The theory has no basis in fact. Last week, an image began circulating on Facebook showing local news headlines about fires and other accidents at American food processing plants that produce everything from Hot Pockets to potatoes. The implication was that something was afoot with the food supply, even if the conspiracy theory’s proponents themselves couldn’t explain what it was. The image spread to Telegram, the social media messaging app that's become popular on the American right, with conservative figures like Jan. 6 rally organizer Ali Alexander reposting it.
But despite a total lack of evidence that anything out of the ordinary is going on, that didn’t stop Carlson from running a Fox News segment on the debunked supposition.
“Industrial accidents happen, of course, but this is a lot of industrial accidents at food processing facilities,” Carlson said during an April 21 segment on his primetime show.
Carlson opened the segment by suggesting that a sinister plot was at play, even if no one could explain what it was. He then kicked it to his guest, Seattle talk radio host Jason Rantz, who called the timing of recent fires “very suspicious.”
“You’ve got some people speculating this may be an intentional way to disrupt the food supply,” Rantz said.
Despite what Carlson, Rantz, and an anonymous image posted on Facebook say, there’s no evidence of an unusual amount of fires at American food-processing plants.

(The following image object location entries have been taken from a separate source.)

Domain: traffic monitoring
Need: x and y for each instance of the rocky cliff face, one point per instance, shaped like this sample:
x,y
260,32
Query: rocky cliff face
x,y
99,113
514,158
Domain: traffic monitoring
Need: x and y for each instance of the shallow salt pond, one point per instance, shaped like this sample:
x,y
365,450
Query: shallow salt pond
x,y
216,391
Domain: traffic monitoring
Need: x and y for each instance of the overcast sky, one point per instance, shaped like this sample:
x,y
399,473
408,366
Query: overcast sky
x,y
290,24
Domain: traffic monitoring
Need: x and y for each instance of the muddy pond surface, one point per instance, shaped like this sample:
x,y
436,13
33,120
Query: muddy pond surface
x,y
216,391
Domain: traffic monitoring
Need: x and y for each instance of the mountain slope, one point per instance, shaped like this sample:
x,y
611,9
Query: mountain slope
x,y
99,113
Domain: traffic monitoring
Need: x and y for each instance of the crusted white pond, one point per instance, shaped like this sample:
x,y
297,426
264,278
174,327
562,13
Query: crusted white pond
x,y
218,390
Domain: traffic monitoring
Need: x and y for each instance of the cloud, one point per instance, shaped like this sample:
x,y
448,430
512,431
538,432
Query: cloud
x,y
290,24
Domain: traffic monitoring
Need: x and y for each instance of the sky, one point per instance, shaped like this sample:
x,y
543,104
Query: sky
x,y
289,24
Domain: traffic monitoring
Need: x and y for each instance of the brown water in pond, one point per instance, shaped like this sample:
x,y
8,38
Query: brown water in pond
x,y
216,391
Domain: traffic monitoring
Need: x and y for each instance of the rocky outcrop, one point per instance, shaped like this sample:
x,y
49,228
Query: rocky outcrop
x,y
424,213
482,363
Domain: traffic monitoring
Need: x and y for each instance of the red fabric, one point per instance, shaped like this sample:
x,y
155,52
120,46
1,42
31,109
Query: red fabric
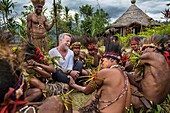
x,y
134,42
125,59
9,106
111,53
167,54
38,55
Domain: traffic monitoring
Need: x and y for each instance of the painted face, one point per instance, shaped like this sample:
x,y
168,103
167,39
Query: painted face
x,y
168,46
66,42
76,51
105,63
38,9
134,47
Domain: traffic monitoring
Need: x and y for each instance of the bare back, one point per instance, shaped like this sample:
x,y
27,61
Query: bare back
x,y
36,24
113,91
155,84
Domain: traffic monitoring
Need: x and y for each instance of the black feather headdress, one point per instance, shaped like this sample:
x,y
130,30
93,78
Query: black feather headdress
x,y
112,49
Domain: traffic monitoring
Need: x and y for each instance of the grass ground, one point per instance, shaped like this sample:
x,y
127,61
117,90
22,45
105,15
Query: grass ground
x,y
79,99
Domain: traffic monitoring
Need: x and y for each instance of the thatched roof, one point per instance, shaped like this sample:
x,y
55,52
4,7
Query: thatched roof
x,y
134,15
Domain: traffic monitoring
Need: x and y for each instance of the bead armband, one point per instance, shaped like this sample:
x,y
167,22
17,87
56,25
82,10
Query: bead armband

A Snopes review found similar numbers of fires in earlier years. And while Carlson pointed to roughly a dozen fires as proof of a conspiracy theory, a 2017 Census report found that the United States has 37,000 food processing plants—suggesting that a dozen fires wouldn’t significantly hurt the food supply.
Right-wing blogs promoting the plot have also used an expansive definition of “recent.” In the widely circulated Facebook image, for example, the first headline about a fire cited in the meme came from January 2021, more than a year ago. A post on right-wing commentator Tim Pool’s blog about the fires cited a Tysons Meat fire as far back as 2019 as evidence of a suspicious sabotage campaign.
This new brand of conspiracy theorist doesn’t just suspect a nationwide arson gang, though. They’ve also seized on two recent plane crashes at food processing plants, at an Idaho potato plant and a General Mills plant in Georgia.
Neither of those cases suggests a plot to deliberately crash planes. In the Idaho accident, a UPS pilot crashed into a factory chimney that her father claimed was positioned too close to the approach to the runway where she was trying to land. In Georgia, the plane crashed into a group of mostly empty tractor trailers in a remote part of the plant. Neither incident appears to have been targeted at a linchpin of the food supply.
Still, Carlson had questions.
“What's going on here?” he asked on his show about the plane crashes.
Even the arson theory’s proponents have struggled to explain the motivation behind launching an elaborate attack on food processing plants. There are often vague insinuations that Joe Biden’s administration is behind the “attacks,” or that the fires are to blame for rising food prices. But it’s rarely explained why Biden would want to induce a famine ahead of the midterms by, for example, sabotaging a Hot Pockets facility.
All the same, right-wing personalities have theories. On the far-right personality Stew Peters’ show, one pundit claimed nefarious forces—bent on causing a repeat of the Ukrainian Holodomor famine—were behind the industrial accidents.
Even Carlson, the conspiracy theory’s most prominent proponent, struggled to figure out whether the number of fires was even notable.
“What are the odds of that?” Carlson said. “I have no idea.”